Rumah sakit dan pemerintah wajib menyampaikan informasi penting kepada orang yang ditunjuk sebagai juru bicara. Berbekal informasi itu, penyabung lidah menyampaikan pesan ke khalayak dengan bahasa sederhana. Pemilihan diksi yang simpel, mudah dipahami, tidak ambigu serta menyesuaikan budaya penerima pesan.
Juga perlu memperhatikan kapan waktu yang tepat untuk menyampaikan pesan. Dengan begitu publik akan lebih paham terlebih jika yang menyampaikan adalah sosok yang memiliki kredibilitas. Sudah saatnya istilah-istilah asing yang dikembangkan WHO tidak lagi digunakan. Karena kerap kali menimbulkan multi interpretasi.

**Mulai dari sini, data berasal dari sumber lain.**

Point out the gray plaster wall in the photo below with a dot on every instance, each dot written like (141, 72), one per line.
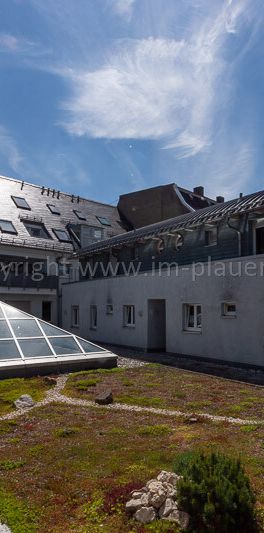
(239, 339)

Inilah yang disebut sebagai social orchestra. Di mana pihak berwenang baik rumah sakit, gugus tugas, pemerintah daerah melalui perwakilan memainkan nada-nada indah penuh pesan. Apalagi jika menciptakan ekosistem digital yang turut melibatkan partisipasi influencer dalam jejaring media sosial sebagai bentuk respons komunikasi. Adapun hasil yang ingin dicapai adalah mengubah persepsi publik.
Persepsi yang awalnya menolak atau tidak sepikiran, dengan pesan persuasif, diharapkan pemikiran komunikan akan berbalik dari tidak setuju menjadi setuju. Yang dulu sukar rela bisa menjadi sukarela. Tapi kenyataannya, penerapan respons komunikator malah ambyar.
Memang banyak informasi yang diberitakan media. Sangat disayangkan, tidak semua pesan yang dikemas dalam berita itu yang dibutuhkan masyarakat. Sepenting apa pun informasi yang dipersepsikan oleh komunikator melalui media, bila informasi yang tidak dianggap penting oleh komunikan yang ditargetkan, informasi itu pun menjadi tidak penting. Sementara rakyat butuh penjelasan yang relevan dengan kondisi yang dialami.
Menjadi Pendengar
Komunikator juga perlu menjadi pendengar. Dengan mendengarkan, komunikator akan tahu bagaimana karakteristik, keluhan, dan kebutuhan komunikan. Pihak berwenang yang memahami komunikan akan lebih mampu mempengaruhi emosi dan alam bawah sadar komunikannya.
SCROLL TO CONTINUE WITH CONTENT
Dengan begitu, publik akan mempersepsikan pemerintah sebagai komponen yang benar-benar memiliki kepekaan serta kepedulian. Peduli pada permasalahan dan kebutuhan serta dapat diandalkan untuk memberikan solusi dari problema yang dihadapi oleh masyarakat.
Semua kembali pada strategi, cara menyampaikan pesan, dan kemampuan menjadi pendengar. Bukan malah merespons dengan tindakan represif dengan jeratan pidana. Itu Semakin menunjukkan kegagalan pemerintah berkomunikasi.